Appellants further contend that the statute means that advancements shall be valued at what the property was worth at the time it was given to the heir. We do not think this was the legislative intent. If it was, very queer language was selected by which to express it, for the statute says that the advancements *388should be considered a part of the estate and be taken by the heir towards his share of the estate at what it would now be worth if in the condition in which it was so given to him. This gives us a fair and equitable rule. The favored heir has the use of the advancement from the time it is given until distribution, without charge. He is preferred above the other heirs to this extent, and the Taw wisely says that, as such gift is made to the heir in anticipation of his share in the estate, and is to be taken into account in making distribution, it shall be considered a part of the estate, and taken by such heir towards his share at what it would now be worth if in the condition in which it was when given to him. The statute is plain and unambiguous, and there is no room for construction except as to the word “now,” and the context clearly indicates that it should be given the meaning heretofore affixed to it. The lower court fixed the value of these advancements at one thousand six hundred dollars.

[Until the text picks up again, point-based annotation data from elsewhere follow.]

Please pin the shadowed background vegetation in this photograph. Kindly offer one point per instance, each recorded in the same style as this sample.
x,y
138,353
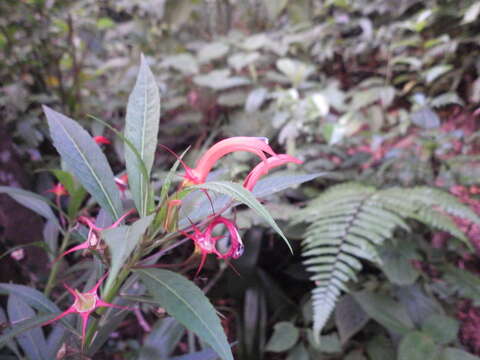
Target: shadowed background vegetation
x,y
379,96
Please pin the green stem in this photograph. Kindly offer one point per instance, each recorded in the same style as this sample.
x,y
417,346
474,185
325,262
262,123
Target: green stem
x,y
52,278
112,292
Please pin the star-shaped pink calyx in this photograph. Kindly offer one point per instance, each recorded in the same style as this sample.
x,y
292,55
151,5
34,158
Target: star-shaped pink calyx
x,y
85,304
93,237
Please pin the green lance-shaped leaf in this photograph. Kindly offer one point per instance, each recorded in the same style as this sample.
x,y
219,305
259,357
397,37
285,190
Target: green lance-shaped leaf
x,y
141,129
85,159
122,241
239,193
186,302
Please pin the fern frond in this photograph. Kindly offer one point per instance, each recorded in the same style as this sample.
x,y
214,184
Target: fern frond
x,y
348,221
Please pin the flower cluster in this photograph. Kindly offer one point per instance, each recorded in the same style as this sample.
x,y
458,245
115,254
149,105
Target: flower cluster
x,y
85,304
94,234
205,242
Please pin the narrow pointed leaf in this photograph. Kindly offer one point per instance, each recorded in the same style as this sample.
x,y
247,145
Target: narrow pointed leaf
x,y
85,159
244,196
34,298
276,183
183,300
30,200
141,129
23,326
122,241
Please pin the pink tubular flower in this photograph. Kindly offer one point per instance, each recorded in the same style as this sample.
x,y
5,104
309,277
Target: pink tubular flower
x,y
58,190
84,304
198,175
102,140
236,244
265,166
93,237
205,242
122,183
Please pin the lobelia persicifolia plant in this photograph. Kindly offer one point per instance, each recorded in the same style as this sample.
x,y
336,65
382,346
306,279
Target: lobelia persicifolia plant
x,y
124,247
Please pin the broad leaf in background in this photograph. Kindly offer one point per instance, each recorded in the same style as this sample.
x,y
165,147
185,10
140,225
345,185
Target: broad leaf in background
x,y
32,341
162,340
397,256
441,328
85,159
141,129
34,298
31,296
186,303
276,183
12,345
417,346
457,354
207,354
285,336
385,310
22,326
30,200
349,318
244,196
121,241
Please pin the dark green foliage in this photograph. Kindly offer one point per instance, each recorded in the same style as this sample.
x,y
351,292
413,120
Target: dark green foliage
x,y
348,222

There is abundant evidence to sustain this finding. Indeed, a greater valuation would not be without support; but we leave it as fixed by the lower court, believing that amount to be equitable and just.

There is no evidence in the case to sustain Harvison’s claim of estoppel.

7 *3898 *388Appellees filed a motion to re-tax costs, and to tax attorney’s fees. This motion was overruled, and they appeal from the ruling. The statute provides (McClain’s Code, section 4532): “In all actions for partition of real estate, where there is no defense made, no greater attorney fee shall be allowed by the court to be taxed for and as attorney fees in such action for partition than provided in section 2 hereof.” Section 2 provides the amount to be taxed. We have heretofore held, in construing these sections, that attorney’s fees should not be taxed in *389cases where there is a contest. McClain v. McClain, 52 Iowa, 272 (3 N. W. Rep. 60); Duncan v. Duncan, 63 Iowa, 150 (18 N. W. Rep. 858). As there was a contest here, the court was right, in refusing to tax such fees. As to the other costs, the statute (McClain’s Code, section 4531) provides, “that all the costs of the proceedings m partition shall he paid m the first instance- by the plaintiffs, but eventually by all the parties in proportion to their interests, except those costs which are created by contests above provided for.” The contests above provided for relate to issues made by the pleadings, with reference to the respective interests of the parties; and it is further provided, in section 4517 of the same Code, that “issues may thereupon be joined and tried between any of the contesting parties, the question of cost, on such issues being regulated between the contestants agreeably to the principles applicable to other cases.” The appellees in this case admitted the heirship of all parties, but further pleaded advancements made to appellants. Appellants denied these advancements, and on this issue the case was tried. Appellees succeeded, and, applying the rule applicable to other cases, it follows that all 'costs made in the lower court after the filing of defendants’ answers should have been taxed to them, and the court below should have so ordered. The case of Duncan v. Duncan, supra, holds that issues, such as are here presented, make the contest referred to in the statute.

In all other respects the decree was correct, and it will be so modified as to tax all costs made after the filing of defendants’ answer to the appellants.-— Modified and Affirmed.